When Freedman hit 50 he figured he needed a break from work. He settled on Medford, Oregon and he was pleased to get a nice AARP discount the hotel reservation. But then he had to call back and order two cribs since he has two very young children.

So, what does that make him? He’s neither young nor old. He isn’t a near-retiree nor a traditionally aged parent. Like lots of 50-somethings he’ll probably work for another quarter century or so. They’re also old enough to know that 25 years isn’t very long and they want to make a difference with their remaining active years. “The surge of people into this new stage of life is one of the most important social phenomena of the new century,” he writes. “Never before have so many people had so much experience and the time and the capacity to do something significant with it. That’s the gift of longevity, the great potential payoff on all the progress we’ve made expending lives.”

Freedman knows that any individual transition toward a life and work that is more meaningful is difficult, often a painful process, full of stumbles and setbacks. There’s only so much individuals can do on their own dime and initiative. It takes institutions to support a major social change. Freedman makes a number of public policy suggestions, from new kinds of educational institutions suited to this new stage of life to tax-sheltered Individual Purpose Accounts to fund the costs of transition.

We did it with retirement in the early post World War Two years. The poverty rate among the elderly plunged thanks to Social Security. Older Americans gained universal health-care coverage with Medicare in 1965. Corporations offered their workers defined-benefit pension plans based on a salary and years-of-service formula.

It was in these years that retirees developed a distinct lifestyle captured by the mass migration to Sunbelt communities. “In the past, such an experience of retirement was limited to the wealthy few that could afford it,” writes MIT economist Dora L. Costa in The Evolution of Retirement. “Now, it is an option available to the majority of workers.”

Survey after survey has shown that a majority of boomers say they want to work in their elder years.
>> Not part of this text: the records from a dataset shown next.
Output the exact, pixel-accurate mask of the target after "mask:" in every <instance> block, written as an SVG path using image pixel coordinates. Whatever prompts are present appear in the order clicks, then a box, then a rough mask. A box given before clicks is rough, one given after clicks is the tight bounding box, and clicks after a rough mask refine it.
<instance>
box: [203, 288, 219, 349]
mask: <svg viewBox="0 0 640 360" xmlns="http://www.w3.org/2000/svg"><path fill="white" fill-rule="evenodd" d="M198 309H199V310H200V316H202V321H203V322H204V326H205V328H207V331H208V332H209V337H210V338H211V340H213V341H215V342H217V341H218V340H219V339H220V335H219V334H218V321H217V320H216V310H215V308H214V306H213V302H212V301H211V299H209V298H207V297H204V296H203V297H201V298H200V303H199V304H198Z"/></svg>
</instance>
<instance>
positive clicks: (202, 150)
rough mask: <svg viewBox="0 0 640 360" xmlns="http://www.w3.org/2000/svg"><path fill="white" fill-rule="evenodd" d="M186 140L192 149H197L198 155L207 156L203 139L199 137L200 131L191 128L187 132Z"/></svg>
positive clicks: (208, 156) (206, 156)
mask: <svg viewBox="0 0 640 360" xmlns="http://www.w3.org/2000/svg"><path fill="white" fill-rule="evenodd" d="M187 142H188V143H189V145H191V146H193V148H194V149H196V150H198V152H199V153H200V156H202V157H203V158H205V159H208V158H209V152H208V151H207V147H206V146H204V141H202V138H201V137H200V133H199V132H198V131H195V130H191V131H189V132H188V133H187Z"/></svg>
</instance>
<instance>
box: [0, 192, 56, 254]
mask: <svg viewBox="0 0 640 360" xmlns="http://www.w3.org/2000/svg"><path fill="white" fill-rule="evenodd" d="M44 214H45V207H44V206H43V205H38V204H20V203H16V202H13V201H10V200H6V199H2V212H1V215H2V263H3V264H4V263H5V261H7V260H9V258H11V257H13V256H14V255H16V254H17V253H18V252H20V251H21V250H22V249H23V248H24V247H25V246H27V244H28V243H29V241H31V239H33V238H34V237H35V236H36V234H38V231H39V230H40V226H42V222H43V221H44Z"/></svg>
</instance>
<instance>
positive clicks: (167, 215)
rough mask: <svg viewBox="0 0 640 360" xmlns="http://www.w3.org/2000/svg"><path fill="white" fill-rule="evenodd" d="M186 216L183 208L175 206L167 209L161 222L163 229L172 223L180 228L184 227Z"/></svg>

They’re going to get their wish. The real question is what do they do with the opportunity? “As a generation, we have been granted what amounts to a great gift of time–of experience, understanding, and the capacity to do something with it.”

I helped moderate a discussion by Freedman on the Big Shift last night. Everyone seemed energized by the possibilities and daunted by the practical obstacles confronting anyone eager to marry meaning and work. The Big Shift is well worth reading because it gets you thinking.